Meetings
We have weekly lectures Wednesday mornings from 10-10:50 AM in 100 Broad. On Mondays, you may attend one of the two lab sessions, either 1-4pm or 7-10pm, both in 328 SFL. Bring your laptop and charger. You should always attend the same lab session (either 1pm or 7pm), unless you have a conflict and let the course instructors know.
Attendance at lecture and participation in lab sessions are mandatory; 20% of your grade depends on it.
Lab sessions
In each three-hour lab session, you are expected to actively work through the tutorials with the instructors. As such, you will be writing live code in a .py file. This file must be emailed to bebi103 at caltech dot edu at the end of each lab session to get credit for attendance in the lab session. The subject line of the email should be "lastname firstname tutorial # yy/mm/dd", where the # sign is replaced by the lab session number.
Homework
Homework will be assigned roughly weekly. The homework assignments will typically have one or two short questions about the theory behind the analysis featured in the problem set, but will mainly consist of actually working up real (and in some rare cases contrived) data.
Data analysis is almost always a collaborative effort in both research and industry. Therefore, you will be assigned to groups of three (possibly with a couple groups of four depending on course enrollment). You will submit your homework as a group. The following homework policies apply.
- Each homework will have a defined due date and time, usually at the beginning of class. Late homeworks are accepted with a 10% deduction for every day they are late. For example, if the homework is due at 1pm on Monday, and you turn it in late but before 1pm on Tuesday, your maximum score will be 90%. You may not work on late homework during class.

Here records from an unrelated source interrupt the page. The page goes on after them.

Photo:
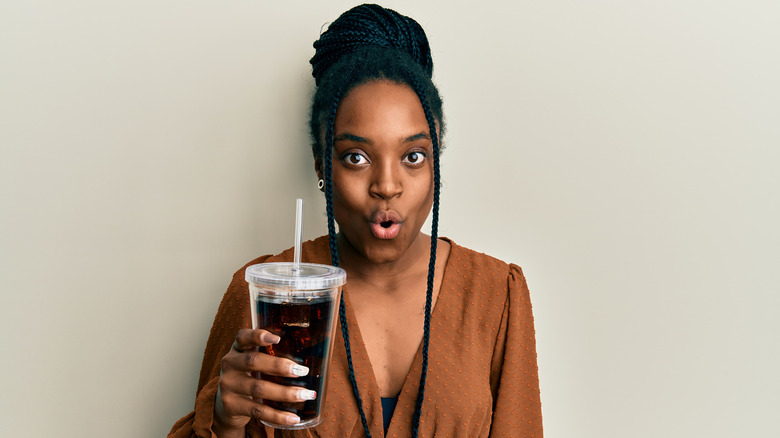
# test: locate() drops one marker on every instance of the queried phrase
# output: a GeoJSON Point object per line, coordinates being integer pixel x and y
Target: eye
{"type": "Point", "coordinates": [355, 158]}
{"type": "Point", "coordinates": [415, 157]}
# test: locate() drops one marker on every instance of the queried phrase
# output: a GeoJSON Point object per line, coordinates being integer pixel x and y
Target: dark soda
{"type": "Point", "coordinates": [303, 328]}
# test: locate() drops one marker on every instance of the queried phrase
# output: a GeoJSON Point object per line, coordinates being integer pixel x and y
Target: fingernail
{"type": "Point", "coordinates": [306, 394]}
{"type": "Point", "coordinates": [271, 338]}
{"type": "Point", "coordinates": [299, 370]}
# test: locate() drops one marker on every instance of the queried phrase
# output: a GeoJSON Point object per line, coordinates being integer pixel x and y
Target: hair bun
{"type": "Point", "coordinates": [370, 25]}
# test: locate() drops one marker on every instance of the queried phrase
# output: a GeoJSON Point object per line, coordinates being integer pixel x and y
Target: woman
{"type": "Point", "coordinates": [438, 340]}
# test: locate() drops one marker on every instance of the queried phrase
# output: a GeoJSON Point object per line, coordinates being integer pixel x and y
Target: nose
{"type": "Point", "coordinates": [386, 181]}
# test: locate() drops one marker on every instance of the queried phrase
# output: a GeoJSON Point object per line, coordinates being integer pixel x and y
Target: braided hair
{"type": "Point", "coordinates": [365, 44]}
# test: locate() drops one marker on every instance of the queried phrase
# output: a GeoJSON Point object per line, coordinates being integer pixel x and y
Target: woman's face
{"type": "Point", "coordinates": [382, 170]}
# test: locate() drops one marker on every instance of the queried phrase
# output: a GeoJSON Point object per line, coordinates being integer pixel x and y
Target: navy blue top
{"type": "Point", "coordinates": [388, 406]}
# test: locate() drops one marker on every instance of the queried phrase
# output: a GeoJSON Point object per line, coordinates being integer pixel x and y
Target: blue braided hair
{"type": "Point", "coordinates": [364, 44]}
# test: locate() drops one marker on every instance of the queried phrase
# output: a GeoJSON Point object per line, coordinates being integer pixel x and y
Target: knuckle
{"type": "Point", "coordinates": [250, 359]}
{"type": "Point", "coordinates": [257, 411]}
{"type": "Point", "coordinates": [258, 388]}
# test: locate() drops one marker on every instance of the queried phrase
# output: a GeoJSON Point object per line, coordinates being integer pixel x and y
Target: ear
{"type": "Point", "coordinates": [318, 166]}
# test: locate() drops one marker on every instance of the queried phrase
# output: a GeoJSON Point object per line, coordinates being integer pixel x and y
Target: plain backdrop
{"type": "Point", "coordinates": [625, 154]}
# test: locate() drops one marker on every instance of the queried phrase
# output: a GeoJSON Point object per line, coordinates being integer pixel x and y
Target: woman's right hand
{"type": "Point", "coordinates": [239, 392]}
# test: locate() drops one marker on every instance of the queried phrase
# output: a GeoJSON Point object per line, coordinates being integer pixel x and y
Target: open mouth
{"type": "Point", "coordinates": [386, 224]}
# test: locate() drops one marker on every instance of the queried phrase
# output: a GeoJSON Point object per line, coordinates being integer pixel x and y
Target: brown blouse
{"type": "Point", "coordinates": [482, 374]}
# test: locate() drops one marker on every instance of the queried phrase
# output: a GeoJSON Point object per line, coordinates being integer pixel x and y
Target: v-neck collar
{"type": "Point", "coordinates": [407, 398]}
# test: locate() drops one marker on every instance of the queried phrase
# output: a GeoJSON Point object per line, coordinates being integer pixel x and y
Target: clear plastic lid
{"type": "Point", "coordinates": [310, 276]}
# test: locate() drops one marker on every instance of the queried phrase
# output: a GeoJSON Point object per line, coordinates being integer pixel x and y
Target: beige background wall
{"type": "Point", "coordinates": [624, 153]}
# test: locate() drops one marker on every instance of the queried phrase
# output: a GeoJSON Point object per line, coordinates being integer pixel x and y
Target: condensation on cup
{"type": "Point", "coordinates": [297, 302]}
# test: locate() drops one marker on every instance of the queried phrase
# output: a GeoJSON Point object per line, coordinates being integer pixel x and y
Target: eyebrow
{"type": "Point", "coordinates": [358, 139]}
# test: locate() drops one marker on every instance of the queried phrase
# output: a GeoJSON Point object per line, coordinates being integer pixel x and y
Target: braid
{"type": "Point", "coordinates": [334, 254]}
{"type": "Point", "coordinates": [432, 261]}
{"type": "Point", "coordinates": [369, 43]}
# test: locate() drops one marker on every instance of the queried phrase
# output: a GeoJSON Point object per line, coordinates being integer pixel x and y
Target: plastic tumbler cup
{"type": "Point", "coordinates": [300, 307]}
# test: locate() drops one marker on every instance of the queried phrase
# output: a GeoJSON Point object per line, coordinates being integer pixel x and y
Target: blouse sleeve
{"type": "Point", "coordinates": [517, 408]}
{"type": "Point", "coordinates": [232, 316]}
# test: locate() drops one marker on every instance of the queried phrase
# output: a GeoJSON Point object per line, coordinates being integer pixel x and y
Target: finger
{"type": "Point", "coordinates": [263, 389]}
{"type": "Point", "coordinates": [267, 364]}
{"type": "Point", "coordinates": [247, 339]}
{"type": "Point", "coordinates": [236, 405]}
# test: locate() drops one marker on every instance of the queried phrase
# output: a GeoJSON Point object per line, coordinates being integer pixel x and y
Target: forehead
{"type": "Point", "coordinates": [381, 109]}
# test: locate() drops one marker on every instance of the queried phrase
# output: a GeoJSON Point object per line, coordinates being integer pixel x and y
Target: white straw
{"type": "Point", "coordinates": [298, 232]}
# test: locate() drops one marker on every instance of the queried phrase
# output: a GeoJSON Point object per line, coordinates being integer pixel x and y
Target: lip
{"type": "Point", "coordinates": [381, 232]}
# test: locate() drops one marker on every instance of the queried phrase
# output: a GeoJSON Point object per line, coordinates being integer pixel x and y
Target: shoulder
{"type": "Point", "coordinates": [478, 263]}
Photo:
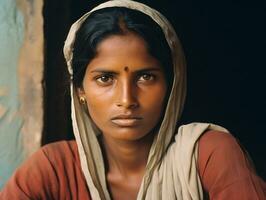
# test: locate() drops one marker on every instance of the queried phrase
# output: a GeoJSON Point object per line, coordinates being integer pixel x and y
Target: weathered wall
{"type": "Point", "coordinates": [21, 65]}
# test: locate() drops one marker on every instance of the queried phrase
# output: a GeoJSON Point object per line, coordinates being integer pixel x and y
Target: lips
{"type": "Point", "coordinates": [126, 120]}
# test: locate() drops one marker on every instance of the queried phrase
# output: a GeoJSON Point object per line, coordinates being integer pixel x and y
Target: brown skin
{"type": "Point", "coordinates": [125, 89]}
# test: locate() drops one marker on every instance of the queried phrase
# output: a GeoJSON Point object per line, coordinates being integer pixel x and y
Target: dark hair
{"type": "Point", "coordinates": [118, 21]}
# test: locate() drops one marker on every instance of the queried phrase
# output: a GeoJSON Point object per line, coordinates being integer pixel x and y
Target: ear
{"type": "Point", "coordinates": [81, 92]}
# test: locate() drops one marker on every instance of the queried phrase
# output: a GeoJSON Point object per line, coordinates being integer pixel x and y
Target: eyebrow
{"type": "Point", "coordinates": [148, 69]}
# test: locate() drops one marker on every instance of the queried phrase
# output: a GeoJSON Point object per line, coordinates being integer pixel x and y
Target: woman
{"type": "Point", "coordinates": [128, 89]}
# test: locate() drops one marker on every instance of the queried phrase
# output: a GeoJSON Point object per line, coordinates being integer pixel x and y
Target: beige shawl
{"type": "Point", "coordinates": [171, 171]}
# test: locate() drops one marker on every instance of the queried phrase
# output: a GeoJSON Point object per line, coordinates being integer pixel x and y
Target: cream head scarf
{"type": "Point", "coordinates": [171, 171]}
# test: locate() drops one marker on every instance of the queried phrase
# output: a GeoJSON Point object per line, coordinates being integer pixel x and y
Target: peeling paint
{"type": "Point", "coordinates": [11, 37]}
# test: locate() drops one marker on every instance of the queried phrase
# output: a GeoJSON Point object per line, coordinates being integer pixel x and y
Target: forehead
{"type": "Point", "coordinates": [125, 42]}
{"type": "Point", "coordinates": [125, 51]}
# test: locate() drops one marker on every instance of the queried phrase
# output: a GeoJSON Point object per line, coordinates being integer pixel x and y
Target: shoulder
{"type": "Point", "coordinates": [218, 150]}
{"type": "Point", "coordinates": [62, 150]}
{"type": "Point", "coordinates": [225, 168]}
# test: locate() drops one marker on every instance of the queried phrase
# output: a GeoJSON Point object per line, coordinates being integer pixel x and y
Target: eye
{"type": "Point", "coordinates": [104, 79]}
{"type": "Point", "coordinates": [146, 77]}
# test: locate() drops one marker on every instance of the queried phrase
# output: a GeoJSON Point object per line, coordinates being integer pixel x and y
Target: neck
{"type": "Point", "coordinates": [128, 158]}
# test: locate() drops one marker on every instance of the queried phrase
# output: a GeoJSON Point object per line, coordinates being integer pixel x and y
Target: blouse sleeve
{"type": "Point", "coordinates": [35, 179]}
{"type": "Point", "coordinates": [225, 171]}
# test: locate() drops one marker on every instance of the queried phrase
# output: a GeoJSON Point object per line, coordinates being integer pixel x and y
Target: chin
{"type": "Point", "coordinates": [130, 134]}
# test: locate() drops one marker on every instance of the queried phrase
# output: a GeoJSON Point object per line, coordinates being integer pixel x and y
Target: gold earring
{"type": "Point", "coordinates": [82, 100]}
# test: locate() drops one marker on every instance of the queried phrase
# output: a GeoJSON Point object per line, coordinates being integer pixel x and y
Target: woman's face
{"type": "Point", "coordinates": [125, 88]}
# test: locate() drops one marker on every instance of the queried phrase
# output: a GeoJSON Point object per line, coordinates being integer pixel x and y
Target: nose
{"type": "Point", "coordinates": [127, 95]}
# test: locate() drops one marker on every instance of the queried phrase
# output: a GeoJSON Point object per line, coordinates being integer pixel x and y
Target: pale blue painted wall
{"type": "Point", "coordinates": [11, 38]}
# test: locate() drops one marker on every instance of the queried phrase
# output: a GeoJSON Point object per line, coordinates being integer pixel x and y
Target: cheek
{"type": "Point", "coordinates": [154, 99]}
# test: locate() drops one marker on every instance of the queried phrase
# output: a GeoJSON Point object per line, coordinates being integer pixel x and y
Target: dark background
{"type": "Point", "coordinates": [225, 48]}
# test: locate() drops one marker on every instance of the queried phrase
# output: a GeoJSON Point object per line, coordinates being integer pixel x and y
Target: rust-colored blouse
{"type": "Point", "coordinates": [54, 172]}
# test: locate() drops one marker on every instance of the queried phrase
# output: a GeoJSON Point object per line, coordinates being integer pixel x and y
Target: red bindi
{"type": "Point", "coordinates": [126, 69]}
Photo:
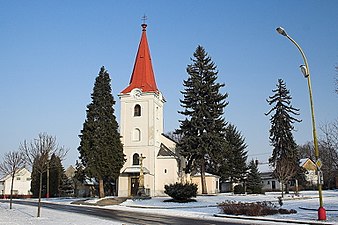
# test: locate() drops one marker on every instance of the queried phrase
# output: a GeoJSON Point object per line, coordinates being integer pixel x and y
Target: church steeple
{"type": "Point", "coordinates": [143, 75]}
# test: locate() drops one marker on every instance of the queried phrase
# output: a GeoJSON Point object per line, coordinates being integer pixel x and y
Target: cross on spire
{"type": "Point", "coordinates": [144, 18]}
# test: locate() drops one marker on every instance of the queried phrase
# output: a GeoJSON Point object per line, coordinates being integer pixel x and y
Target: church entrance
{"type": "Point", "coordinates": [134, 186]}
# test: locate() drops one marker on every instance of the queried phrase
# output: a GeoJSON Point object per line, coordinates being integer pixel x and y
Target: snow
{"type": "Point", "coordinates": [205, 207]}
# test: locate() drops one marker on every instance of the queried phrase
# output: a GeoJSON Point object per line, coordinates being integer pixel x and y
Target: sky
{"type": "Point", "coordinates": [52, 51]}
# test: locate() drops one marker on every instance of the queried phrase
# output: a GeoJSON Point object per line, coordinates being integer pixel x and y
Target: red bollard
{"type": "Point", "coordinates": [321, 213]}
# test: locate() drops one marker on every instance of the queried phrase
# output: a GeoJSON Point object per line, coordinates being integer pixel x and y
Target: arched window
{"type": "Point", "coordinates": [137, 110]}
{"type": "Point", "coordinates": [136, 160]}
{"type": "Point", "coordinates": [136, 134]}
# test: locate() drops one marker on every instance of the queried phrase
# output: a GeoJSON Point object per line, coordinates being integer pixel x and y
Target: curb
{"type": "Point", "coordinates": [274, 220]}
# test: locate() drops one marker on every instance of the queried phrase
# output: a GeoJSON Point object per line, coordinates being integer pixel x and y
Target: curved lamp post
{"type": "Point", "coordinates": [306, 72]}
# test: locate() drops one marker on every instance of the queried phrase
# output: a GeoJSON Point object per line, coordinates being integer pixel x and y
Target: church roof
{"type": "Point", "coordinates": [165, 151]}
{"type": "Point", "coordinates": [143, 75]}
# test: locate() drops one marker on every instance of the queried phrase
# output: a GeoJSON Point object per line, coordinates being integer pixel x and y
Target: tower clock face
{"type": "Point", "coordinates": [136, 93]}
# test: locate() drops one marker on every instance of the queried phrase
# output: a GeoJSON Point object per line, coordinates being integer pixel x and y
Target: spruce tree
{"type": "Point", "coordinates": [254, 181]}
{"type": "Point", "coordinates": [282, 120]}
{"type": "Point", "coordinates": [203, 128]}
{"type": "Point", "coordinates": [100, 149]}
{"type": "Point", "coordinates": [234, 155]}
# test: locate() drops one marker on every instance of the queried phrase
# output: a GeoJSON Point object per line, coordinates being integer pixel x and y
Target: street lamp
{"type": "Point", "coordinates": [306, 72]}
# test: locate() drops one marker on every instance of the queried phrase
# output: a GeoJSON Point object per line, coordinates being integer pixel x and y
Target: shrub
{"type": "Point", "coordinates": [238, 189]}
{"type": "Point", "coordinates": [252, 209]}
{"type": "Point", "coordinates": [181, 192]}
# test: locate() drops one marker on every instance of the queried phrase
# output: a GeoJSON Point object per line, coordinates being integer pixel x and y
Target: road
{"type": "Point", "coordinates": [124, 216]}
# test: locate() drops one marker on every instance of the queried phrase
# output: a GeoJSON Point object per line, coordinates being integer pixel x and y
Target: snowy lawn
{"type": "Point", "coordinates": [205, 207]}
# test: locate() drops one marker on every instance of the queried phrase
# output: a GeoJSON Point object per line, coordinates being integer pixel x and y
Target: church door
{"type": "Point", "coordinates": [134, 186]}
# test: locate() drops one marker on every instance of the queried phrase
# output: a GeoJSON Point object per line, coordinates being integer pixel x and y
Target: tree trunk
{"type": "Point", "coordinates": [11, 195]}
{"type": "Point", "coordinates": [40, 190]}
{"type": "Point", "coordinates": [101, 189]}
{"type": "Point", "coordinates": [203, 183]}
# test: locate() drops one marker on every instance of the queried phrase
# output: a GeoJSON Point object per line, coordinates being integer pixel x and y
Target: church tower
{"type": "Point", "coordinates": [141, 128]}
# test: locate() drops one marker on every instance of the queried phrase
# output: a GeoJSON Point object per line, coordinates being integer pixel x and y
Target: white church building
{"type": "Point", "coordinates": [141, 128]}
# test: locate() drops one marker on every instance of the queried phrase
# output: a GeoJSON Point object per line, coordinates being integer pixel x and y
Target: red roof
{"type": "Point", "coordinates": [143, 74]}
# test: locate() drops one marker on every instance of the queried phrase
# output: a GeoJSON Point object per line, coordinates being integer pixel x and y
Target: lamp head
{"type": "Point", "coordinates": [281, 31]}
{"type": "Point", "coordinates": [304, 70]}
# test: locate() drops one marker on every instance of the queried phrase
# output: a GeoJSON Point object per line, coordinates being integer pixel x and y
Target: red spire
{"type": "Point", "coordinates": [143, 74]}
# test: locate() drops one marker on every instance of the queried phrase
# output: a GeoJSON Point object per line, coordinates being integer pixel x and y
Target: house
{"type": "Point", "coordinates": [272, 184]}
{"type": "Point", "coordinates": [211, 180]}
{"type": "Point", "coordinates": [269, 183]}
{"type": "Point", "coordinates": [149, 153]}
{"type": "Point", "coordinates": [21, 185]}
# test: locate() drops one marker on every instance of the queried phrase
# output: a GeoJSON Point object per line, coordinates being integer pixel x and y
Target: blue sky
{"type": "Point", "coordinates": [51, 52]}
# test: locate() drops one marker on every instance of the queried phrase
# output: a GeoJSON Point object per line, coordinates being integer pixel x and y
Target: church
{"type": "Point", "coordinates": [149, 154]}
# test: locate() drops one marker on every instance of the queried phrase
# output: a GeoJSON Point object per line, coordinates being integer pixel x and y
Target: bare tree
{"type": "Point", "coordinates": [285, 170]}
{"type": "Point", "coordinates": [12, 162]}
{"type": "Point", "coordinates": [37, 154]}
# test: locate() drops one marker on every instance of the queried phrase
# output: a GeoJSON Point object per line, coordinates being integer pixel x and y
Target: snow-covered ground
{"type": "Point", "coordinates": [205, 207]}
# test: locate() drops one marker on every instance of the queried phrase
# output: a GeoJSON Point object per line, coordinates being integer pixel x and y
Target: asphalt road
{"type": "Point", "coordinates": [125, 216]}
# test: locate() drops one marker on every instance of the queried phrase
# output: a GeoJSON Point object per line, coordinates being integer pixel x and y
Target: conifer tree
{"type": "Point", "coordinates": [234, 154]}
{"type": "Point", "coordinates": [203, 129]}
{"type": "Point", "coordinates": [254, 181]}
{"type": "Point", "coordinates": [282, 120]}
{"type": "Point", "coordinates": [100, 149]}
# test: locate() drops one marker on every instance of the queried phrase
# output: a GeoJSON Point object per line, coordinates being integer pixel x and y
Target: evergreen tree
{"type": "Point", "coordinates": [254, 181]}
{"type": "Point", "coordinates": [100, 149]}
{"type": "Point", "coordinates": [203, 129]}
{"type": "Point", "coordinates": [281, 138]}
{"type": "Point", "coordinates": [234, 155]}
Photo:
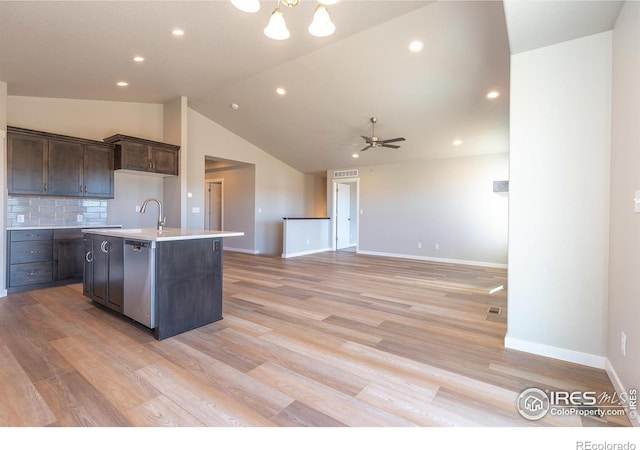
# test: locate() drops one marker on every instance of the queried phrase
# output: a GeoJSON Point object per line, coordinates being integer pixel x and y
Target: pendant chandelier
{"type": "Point", "coordinates": [321, 26]}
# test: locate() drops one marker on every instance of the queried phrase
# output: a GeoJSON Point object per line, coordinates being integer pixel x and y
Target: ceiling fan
{"type": "Point", "coordinates": [375, 141]}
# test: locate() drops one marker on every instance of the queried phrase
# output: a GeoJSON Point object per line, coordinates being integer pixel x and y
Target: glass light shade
{"type": "Point", "coordinates": [247, 5]}
{"type": "Point", "coordinates": [321, 25]}
{"type": "Point", "coordinates": [277, 28]}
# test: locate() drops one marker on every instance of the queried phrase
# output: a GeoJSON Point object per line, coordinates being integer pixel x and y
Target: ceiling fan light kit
{"type": "Point", "coordinates": [374, 141]}
{"type": "Point", "coordinates": [277, 27]}
{"type": "Point", "coordinates": [321, 26]}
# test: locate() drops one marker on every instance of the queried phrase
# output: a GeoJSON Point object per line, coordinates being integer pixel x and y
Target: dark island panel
{"type": "Point", "coordinates": [189, 285]}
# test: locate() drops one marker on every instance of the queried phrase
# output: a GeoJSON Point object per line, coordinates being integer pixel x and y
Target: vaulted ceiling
{"type": "Point", "coordinates": [80, 49]}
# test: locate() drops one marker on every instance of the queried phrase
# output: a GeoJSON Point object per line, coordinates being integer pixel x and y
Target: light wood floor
{"type": "Point", "coordinates": [335, 339]}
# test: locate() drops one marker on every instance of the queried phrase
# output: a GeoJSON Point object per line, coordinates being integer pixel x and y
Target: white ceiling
{"type": "Point", "coordinates": [80, 49]}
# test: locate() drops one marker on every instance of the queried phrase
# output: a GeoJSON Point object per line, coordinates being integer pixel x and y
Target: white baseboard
{"type": "Point", "coordinates": [241, 250]}
{"type": "Point", "coordinates": [432, 259]}
{"type": "Point", "coordinates": [308, 252]}
{"type": "Point", "coordinates": [563, 354]}
{"type": "Point", "coordinates": [619, 387]}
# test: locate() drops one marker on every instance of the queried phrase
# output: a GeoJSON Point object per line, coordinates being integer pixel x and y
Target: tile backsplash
{"type": "Point", "coordinates": [55, 211]}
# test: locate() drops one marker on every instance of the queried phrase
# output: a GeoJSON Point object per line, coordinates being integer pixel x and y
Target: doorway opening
{"type": "Point", "coordinates": [214, 205]}
{"type": "Point", "coordinates": [345, 215]}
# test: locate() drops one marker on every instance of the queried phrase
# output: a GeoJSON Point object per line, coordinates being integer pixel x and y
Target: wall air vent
{"type": "Point", "coordinates": [345, 173]}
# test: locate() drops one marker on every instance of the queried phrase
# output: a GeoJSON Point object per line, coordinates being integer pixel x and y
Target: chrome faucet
{"type": "Point", "coordinates": [160, 216]}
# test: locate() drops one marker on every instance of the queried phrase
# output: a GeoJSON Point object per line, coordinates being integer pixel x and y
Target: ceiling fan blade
{"type": "Point", "coordinates": [393, 140]}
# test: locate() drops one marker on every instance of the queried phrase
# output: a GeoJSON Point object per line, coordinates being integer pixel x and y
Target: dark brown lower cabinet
{"type": "Point", "coordinates": [68, 256]}
{"type": "Point", "coordinates": [106, 263]}
{"type": "Point", "coordinates": [188, 285]}
{"type": "Point", "coordinates": [43, 258]}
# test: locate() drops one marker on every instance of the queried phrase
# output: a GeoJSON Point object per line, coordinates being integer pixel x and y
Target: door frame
{"type": "Point", "coordinates": [207, 203]}
{"type": "Point", "coordinates": [334, 210]}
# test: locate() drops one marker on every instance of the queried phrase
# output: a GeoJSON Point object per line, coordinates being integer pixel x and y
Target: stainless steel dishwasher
{"type": "Point", "coordinates": [139, 281]}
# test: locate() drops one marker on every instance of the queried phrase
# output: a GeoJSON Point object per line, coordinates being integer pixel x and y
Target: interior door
{"type": "Point", "coordinates": [343, 216]}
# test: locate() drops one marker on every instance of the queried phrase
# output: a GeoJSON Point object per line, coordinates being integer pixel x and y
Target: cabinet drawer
{"type": "Point", "coordinates": [31, 273]}
{"type": "Point", "coordinates": [31, 251]}
{"type": "Point", "coordinates": [31, 235]}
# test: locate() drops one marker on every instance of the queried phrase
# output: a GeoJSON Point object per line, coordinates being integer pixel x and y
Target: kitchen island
{"type": "Point", "coordinates": [170, 281]}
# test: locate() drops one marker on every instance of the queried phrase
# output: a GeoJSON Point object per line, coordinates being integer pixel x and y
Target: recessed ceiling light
{"type": "Point", "coordinates": [416, 46]}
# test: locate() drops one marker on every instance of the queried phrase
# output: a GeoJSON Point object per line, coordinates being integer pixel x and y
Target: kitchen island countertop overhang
{"type": "Point", "coordinates": [167, 234]}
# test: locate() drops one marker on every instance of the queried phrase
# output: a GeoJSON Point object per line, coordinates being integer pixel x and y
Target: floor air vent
{"type": "Point", "coordinates": [345, 173]}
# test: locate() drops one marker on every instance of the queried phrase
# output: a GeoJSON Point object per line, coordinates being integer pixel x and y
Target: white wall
{"type": "Point", "coordinates": [175, 188]}
{"type": "Point", "coordinates": [89, 119]}
{"type": "Point", "coordinates": [96, 120]}
{"type": "Point", "coordinates": [315, 187]}
{"type": "Point", "coordinates": [624, 267]}
{"type": "Point", "coordinates": [280, 189]}
{"type": "Point", "coordinates": [449, 202]}
{"type": "Point", "coordinates": [3, 184]}
{"type": "Point", "coordinates": [559, 199]}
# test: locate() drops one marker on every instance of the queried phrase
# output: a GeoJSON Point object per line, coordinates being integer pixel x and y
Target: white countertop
{"type": "Point", "coordinates": [63, 227]}
{"type": "Point", "coordinates": [168, 234]}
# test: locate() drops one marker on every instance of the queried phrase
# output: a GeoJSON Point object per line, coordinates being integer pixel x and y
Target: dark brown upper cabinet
{"type": "Point", "coordinates": [27, 163]}
{"type": "Point", "coordinates": [142, 155]}
{"type": "Point", "coordinates": [51, 164]}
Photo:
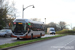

- Each homework problem must be submitted as single Jupyter notebook and also as the notebook converted to HTML. Images from plots should be shown as high resolution PNGs. The file names must be group#_hw#_prob#.ipynb and group#_hw#_prob#.html, where the first # symbol is replaced by your assigned group number. The subsequent # symbols are replaced with the obvious values. The notebooks comprising the homework should be zipped into a single file named group#_hw#.zip. Your homework must be emailed to bebi103 at caltech dot edu ahead of the due time. The subject line of the email should be the same as the file name, minus the suffix.
- All code you wrote to do your assignment must be included in the notebook. Code from imported packages that you did not write (e.g., modules distributed by the class instructors) need not be displayed in the notebook. We will run the code in your notebook; all code must run to get credit.
- Since we are running your code to check it, you must have the following path structure for the data used in the homework. Within the directory of your Jupyter notebook, you should have a subdirectory called data. This directory contains any data files downloaded for the homework with the file names unaltered. If the data were distributed in a ZIP file, the file must have been unzipped in the data subdirectory and the file names and file names unaltered.
- All of your results must be clearly explained and all graphics clearly presented and embedded in the Jupyter notebook.
- Any mathematics in your homework must render clearly and properly with MathJax. This essentially means that your equations must be written in correct LaTeX.
- You should also include attribution in your homework submission: who in the group did what. While different people in the group may do different parts of the homework, I encourage you to work together on all parts of the homework. At the very least, you personally must understand all of the steps taken in the homework solutions and be able to repeat them by yourself.
- Where appropriate, you need to give detailed discussion of analysis choices you have made. As an example, you may choose to use wavelets to denoise temporal data instead of a Gaussian filter. You need to justify that choice.
- There is seldom a single right way to analyze a set of data. You are encouraged to try different approaches to analysis. If you perform an analysis and find problems with it, clearly write what the problems are and how they came about. Even if your analysis does not completely work, but you demonstrate that you thought carefully about it and understand its difficulties, you will get nearly full credit.
Grading
80% of your grade is determined from homework. Everyone in your group will get the same grade on the homework.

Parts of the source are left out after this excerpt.